Sens. Amy Klobuchar (D-Minn.) and Mark Warner (D-Va.), along with Republican Sen. John McCain (Ariz.), drafted the bill, which aims to put social media companies on par with radio and TV in their ad disclosure requirements.

Klobuchar had earlier told reporters that they do not have the support of tech companies on the legislation. Warner said that he is still hopeful they will change tact.

{mosads}”It’s our hope that social media companies, the platform companies will work with us,” Warner said. “The leadership of Facebook recently said they’ll do everything they can to keep our community safe from interference. If they believe those statements, [they should] work with us to get these common sense, light-touch regulations in place.”

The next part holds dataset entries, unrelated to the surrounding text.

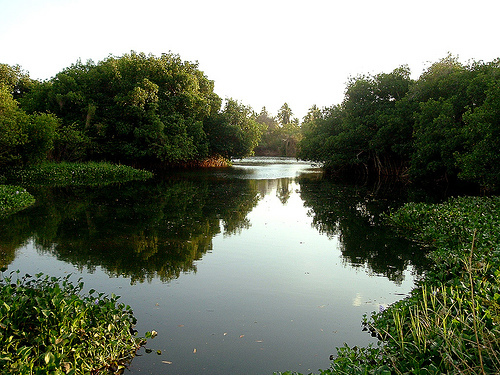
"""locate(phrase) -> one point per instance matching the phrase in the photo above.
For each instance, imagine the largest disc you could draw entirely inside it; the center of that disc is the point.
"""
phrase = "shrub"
(14, 198)
(47, 326)
(88, 174)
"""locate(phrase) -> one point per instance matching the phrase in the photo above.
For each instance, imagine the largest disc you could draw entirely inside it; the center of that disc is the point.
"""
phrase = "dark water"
(262, 267)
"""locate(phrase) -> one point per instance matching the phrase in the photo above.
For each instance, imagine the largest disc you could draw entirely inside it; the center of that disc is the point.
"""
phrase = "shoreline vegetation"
(451, 321)
(49, 326)
(14, 198)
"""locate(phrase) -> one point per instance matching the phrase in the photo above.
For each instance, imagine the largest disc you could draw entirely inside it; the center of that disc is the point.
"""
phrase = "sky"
(259, 52)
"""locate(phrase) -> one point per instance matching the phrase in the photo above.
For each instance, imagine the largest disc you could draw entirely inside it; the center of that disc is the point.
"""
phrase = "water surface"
(261, 267)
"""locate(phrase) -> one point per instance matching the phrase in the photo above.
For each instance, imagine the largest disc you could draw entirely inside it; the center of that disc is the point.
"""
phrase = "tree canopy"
(444, 125)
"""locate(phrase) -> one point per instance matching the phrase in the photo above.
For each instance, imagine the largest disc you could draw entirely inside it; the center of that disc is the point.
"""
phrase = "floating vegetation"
(48, 326)
(84, 174)
(13, 199)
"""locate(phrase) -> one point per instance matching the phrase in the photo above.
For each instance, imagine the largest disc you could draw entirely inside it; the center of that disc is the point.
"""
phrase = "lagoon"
(265, 266)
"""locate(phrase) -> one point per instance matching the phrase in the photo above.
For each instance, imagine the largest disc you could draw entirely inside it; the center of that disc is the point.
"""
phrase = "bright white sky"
(260, 52)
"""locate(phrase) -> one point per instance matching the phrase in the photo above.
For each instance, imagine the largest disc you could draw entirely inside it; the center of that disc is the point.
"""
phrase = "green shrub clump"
(14, 198)
(451, 322)
(87, 174)
(48, 326)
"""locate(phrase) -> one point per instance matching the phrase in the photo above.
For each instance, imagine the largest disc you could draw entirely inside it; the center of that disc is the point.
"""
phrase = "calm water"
(262, 267)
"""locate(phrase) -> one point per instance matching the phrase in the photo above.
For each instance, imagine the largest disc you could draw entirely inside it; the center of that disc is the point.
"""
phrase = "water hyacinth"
(80, 174)
(48, 326)
(13, 199)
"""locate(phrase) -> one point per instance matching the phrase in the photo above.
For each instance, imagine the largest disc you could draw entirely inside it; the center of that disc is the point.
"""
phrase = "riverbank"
(48, 326)
(14, 197)
(451, 321)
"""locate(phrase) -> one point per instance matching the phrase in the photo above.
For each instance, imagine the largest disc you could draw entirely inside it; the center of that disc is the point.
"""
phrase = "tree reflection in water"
(138, 230)
(353, 213)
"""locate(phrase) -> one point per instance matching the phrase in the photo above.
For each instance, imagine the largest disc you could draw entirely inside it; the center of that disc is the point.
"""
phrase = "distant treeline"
(443, 126)
(136, 109)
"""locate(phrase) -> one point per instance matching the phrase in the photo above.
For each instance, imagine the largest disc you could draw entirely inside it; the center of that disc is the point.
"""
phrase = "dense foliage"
(14, 198)
(444, 125)
(48, 326)
(281, 133)
(133, 109)
(87, 174)
(450, 323)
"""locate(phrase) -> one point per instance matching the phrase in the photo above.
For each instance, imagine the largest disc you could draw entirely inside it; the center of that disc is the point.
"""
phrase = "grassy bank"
(451, 322)
(14, 198)
(87, 174)
(47, 326)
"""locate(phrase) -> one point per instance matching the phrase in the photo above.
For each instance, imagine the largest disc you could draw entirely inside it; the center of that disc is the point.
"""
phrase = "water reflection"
(268, 267)
(138, 230)
(160, 228)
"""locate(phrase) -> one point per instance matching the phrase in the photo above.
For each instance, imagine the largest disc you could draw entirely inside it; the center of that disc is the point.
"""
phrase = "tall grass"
(451, 322)
(88, 174)
(47, 326)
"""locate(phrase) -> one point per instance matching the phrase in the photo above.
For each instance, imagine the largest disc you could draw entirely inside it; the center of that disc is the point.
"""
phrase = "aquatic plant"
(451, 321)
(13, 199)
(87, 174)
(48, 326)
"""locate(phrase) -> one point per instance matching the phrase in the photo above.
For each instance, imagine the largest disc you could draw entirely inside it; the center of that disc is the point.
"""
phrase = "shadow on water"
(262, 256)
(138, 230)
(355, 214)
(160, 228)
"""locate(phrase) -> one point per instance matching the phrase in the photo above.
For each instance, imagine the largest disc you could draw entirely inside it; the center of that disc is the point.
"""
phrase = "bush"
(47, 326)
(88, 174)
(14, 198)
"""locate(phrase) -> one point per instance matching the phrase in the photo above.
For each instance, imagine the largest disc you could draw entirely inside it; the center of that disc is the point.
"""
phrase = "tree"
(134, 108)
(23, 138)
(285, 114)
(233, 132)
(13, 122)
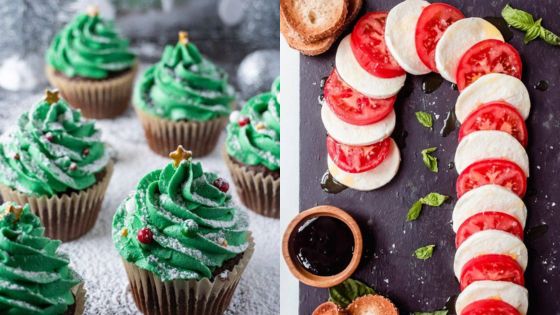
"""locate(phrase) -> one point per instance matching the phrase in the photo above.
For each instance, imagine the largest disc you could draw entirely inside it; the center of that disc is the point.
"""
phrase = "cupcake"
(54, 161)
(92, 66)
(183, 241)
(253, 152)
(35, 278)
(184, 99)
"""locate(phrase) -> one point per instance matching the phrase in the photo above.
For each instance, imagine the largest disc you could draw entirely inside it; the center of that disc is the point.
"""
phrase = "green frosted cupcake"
(253, 152)
(184, 99)
(34, 277)
(92, 66)
(183, 240)
(54, 160)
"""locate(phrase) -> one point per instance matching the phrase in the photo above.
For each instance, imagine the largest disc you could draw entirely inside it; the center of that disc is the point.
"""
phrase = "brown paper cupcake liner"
(95, 98)
(68, 216)
(185, 297)
(257, 192)
(165, 135)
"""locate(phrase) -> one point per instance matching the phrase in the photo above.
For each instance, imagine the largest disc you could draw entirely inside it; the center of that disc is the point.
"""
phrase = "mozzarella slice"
(493, 87)
(357, 77)
(372, 179)
(490, 144)
(511, 293)
(400, 33)
(346, 133)
(488, 198)
(490, 242)
(457, 39)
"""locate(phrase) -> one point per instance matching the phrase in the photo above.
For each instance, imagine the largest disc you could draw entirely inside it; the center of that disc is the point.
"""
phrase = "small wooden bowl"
(323, 281)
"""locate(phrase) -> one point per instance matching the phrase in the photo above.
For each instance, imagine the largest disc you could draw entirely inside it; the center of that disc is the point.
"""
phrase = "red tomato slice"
(353, 107)
(488, 56)
(433, 21)
(358, 159)
(496, 116)
(490, 307)
(493, 267)
(492, 171)
(368, 45)
(490, 220)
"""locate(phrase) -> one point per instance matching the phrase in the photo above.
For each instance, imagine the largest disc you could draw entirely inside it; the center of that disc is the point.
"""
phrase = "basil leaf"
(343, 294)
(414, 211)
(425, 119)
(434, 199)
(517, 18)
(429, 160)
(425, 252)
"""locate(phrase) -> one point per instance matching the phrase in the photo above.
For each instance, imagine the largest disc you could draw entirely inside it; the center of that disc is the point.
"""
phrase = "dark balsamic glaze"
(431, 82)
(330, 185)
(449, 123)
(542, 85)
(323, 245)
(501, 25)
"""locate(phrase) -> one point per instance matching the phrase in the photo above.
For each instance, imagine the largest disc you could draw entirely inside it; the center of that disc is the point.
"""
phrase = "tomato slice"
(496, 116)
(358, 159)
(492, 171)
(353, 107)
(493, 267)
(368, 45)
(490, 307)
(488, 56)
(433, 21)
(490, 220)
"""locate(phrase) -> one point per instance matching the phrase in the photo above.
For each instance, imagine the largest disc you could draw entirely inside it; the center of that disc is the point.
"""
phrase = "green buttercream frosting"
(52, 150)
(196, 227)
(34, 278)
(89, 47)
(184, 85)
(258, 141)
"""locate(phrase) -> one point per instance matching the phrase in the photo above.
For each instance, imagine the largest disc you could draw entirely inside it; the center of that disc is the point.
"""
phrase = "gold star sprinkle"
(52, 96)
(180, 155)
(183, 37)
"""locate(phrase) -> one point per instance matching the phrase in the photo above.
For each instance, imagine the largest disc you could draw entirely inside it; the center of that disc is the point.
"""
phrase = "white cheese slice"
(457, 39)
(357, 77)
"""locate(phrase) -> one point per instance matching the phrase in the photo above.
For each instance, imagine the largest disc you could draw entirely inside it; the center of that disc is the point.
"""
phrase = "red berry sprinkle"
(221, 184)
(145, 236)
(243, 121)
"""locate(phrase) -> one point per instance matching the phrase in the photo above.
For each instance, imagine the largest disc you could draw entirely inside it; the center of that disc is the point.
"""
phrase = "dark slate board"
(387, 264)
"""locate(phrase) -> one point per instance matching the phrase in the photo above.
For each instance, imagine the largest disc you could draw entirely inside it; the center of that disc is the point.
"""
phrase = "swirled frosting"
(184, 85)
(253, 135)
(195, 226)
(52, 150)
(89, 47)
(34, 278)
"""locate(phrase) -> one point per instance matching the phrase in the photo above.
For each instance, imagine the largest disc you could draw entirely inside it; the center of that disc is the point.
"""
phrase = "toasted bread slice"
(372, 305)
(314, 20)
(329, 308)
(295, 41)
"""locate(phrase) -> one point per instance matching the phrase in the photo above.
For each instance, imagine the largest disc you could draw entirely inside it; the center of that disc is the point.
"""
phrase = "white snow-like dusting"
(94, 257)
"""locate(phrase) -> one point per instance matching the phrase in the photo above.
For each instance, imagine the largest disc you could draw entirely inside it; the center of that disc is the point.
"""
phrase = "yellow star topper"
(180, 155)
(183, 37)
(52, 96)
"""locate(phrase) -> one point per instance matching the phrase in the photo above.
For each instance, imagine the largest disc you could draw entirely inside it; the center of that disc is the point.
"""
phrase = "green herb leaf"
(349, 290)
(424, 252)
(429, 160)
(414, 211)
(434, 199)
(425, 119)
(517, 18)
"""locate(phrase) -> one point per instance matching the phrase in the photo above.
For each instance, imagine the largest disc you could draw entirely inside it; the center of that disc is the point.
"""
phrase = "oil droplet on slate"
(330, 185)
(431, 82)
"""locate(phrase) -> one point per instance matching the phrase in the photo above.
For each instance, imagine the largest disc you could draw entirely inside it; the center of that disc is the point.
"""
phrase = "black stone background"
(388, 265)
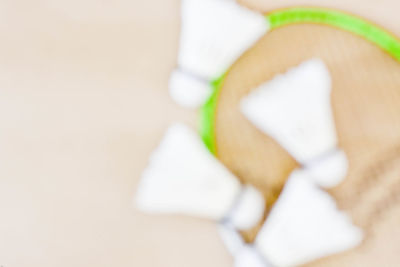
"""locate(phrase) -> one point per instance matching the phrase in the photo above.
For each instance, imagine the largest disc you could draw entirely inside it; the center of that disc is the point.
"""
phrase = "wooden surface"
(83, 101)
(366, 107)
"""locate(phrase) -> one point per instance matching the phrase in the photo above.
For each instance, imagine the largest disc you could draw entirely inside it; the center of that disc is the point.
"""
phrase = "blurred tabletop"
(83, 102)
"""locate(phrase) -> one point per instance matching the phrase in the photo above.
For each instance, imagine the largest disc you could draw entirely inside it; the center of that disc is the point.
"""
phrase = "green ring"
(279, 18)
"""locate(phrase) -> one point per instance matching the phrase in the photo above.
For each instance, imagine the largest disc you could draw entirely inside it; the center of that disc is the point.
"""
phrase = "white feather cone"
(183, 177)
(294, 108)
(214, 34)
(304, 225)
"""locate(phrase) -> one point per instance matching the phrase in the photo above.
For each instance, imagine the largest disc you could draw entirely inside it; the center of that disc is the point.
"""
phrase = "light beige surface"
(83, 101)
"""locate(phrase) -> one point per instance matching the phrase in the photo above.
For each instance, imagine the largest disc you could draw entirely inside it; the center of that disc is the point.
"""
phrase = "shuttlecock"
(295, 109)
(216, 33)
(304, 225)
(184, 177)
(249, 209)
(187, 90)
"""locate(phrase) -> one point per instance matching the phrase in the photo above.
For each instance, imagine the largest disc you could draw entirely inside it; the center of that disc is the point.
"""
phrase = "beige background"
(83, 101)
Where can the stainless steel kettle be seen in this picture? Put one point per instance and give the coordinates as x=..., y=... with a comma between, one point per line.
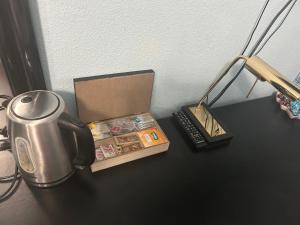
x=47, y=143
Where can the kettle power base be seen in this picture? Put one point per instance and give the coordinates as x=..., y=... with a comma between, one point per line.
x=202, y=127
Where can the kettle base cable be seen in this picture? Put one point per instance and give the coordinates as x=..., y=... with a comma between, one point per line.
x=14, y=179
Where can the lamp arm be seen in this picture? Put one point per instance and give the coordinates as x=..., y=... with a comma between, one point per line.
x=213, y=85
x=265, y=72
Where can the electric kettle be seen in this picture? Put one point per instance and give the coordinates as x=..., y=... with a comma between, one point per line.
x=47, y=143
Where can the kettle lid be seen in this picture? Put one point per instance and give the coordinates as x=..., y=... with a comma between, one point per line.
x=35, y=105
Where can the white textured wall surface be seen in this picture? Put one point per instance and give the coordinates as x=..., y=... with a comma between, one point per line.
x=186, y=42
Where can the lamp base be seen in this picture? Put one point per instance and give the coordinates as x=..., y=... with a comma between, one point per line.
x=204, y=120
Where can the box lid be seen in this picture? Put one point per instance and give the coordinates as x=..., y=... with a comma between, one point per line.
x=114, y=95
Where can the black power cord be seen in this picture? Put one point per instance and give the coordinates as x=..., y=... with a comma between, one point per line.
x=14, y=179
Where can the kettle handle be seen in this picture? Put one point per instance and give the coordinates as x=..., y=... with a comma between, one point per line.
x=85, y=142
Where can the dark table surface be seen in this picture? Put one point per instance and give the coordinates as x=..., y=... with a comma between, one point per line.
x=254, y=180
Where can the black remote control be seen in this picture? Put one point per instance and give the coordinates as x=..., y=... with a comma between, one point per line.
x=190, y=130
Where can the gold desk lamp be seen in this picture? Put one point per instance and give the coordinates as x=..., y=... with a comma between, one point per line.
x=206, y=121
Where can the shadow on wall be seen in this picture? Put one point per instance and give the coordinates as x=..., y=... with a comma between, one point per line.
x=69, y=99
x=37, y=28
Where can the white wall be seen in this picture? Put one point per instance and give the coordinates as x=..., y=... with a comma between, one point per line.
x=186, y=42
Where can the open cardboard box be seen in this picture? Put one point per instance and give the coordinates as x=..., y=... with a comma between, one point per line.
x=101, y=100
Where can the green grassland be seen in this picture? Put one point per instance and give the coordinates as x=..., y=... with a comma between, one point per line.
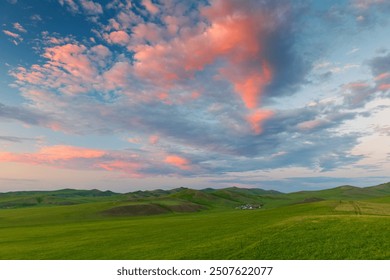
x=339, y=223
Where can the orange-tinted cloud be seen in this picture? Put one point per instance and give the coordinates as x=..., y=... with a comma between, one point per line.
x=178, y=161
x=118, y=37
x=384, y=87
x=153, y=9
x=236, y=33
x=153, y=139
x=130, y=168
x=52, y=154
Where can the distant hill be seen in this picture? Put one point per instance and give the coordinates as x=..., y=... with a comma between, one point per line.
x=206, y=198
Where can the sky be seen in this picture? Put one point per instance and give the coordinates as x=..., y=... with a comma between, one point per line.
x=129, y=95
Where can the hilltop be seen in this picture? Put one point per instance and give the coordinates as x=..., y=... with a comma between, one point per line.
x=191, y=198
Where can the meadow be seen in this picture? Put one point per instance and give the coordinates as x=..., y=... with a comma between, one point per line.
x=340, y=223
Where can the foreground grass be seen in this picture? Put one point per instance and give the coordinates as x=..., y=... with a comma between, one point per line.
x=321, y=230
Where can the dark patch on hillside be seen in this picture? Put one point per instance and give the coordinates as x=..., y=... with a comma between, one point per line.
x=311, y=199
x=151, y=209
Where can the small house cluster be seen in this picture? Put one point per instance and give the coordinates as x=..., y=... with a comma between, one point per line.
x=249, y=207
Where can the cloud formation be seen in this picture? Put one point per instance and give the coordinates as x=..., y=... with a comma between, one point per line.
x=207, y=88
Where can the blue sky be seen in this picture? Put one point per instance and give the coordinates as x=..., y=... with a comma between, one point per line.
x=128, y=95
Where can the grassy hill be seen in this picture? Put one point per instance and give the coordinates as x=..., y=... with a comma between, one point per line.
x=340, y=223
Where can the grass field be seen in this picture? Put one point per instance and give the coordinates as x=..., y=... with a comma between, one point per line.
x=304, y=228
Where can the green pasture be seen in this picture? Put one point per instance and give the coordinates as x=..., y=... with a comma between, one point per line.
x=329, y=229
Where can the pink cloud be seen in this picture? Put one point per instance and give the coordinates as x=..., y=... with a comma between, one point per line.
x=52, y=154
x=177, y=161
x=365, y=4
x=70, y=4
x=236, y=33
x=152, y=8
x=153, y=139
x=91, y=8
x=117, y=76
x=382, y=76
x=11, y=34
x=70, y=69
x=72, y=58
x=312, y=124
x=130, y=168
x=118, y=37
x=147, y=32
x=384, y=87
x=19, y=27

The proposed legislation will affect websites, apps, search engines, social media and ad networks with over 50 million unique visitors.

Such platforms would be required to provide data on campaigns that spend at least $500 on political ads a year. Necessary information would include copies of ads, information about groups purchasing ads and data on who the ads may have targeted.

Additionally, like TV regulations, the social media ads must clearly show who is funding such content.

The ads encompass paid political advertisements on these digital platforms, made by or on behalf of candidates or encompassing national issues.

It remains to be seen if the bill will have a path forward amid a crowded docket of legislative priorities that lawmakers are pushing to get done by the end of the year.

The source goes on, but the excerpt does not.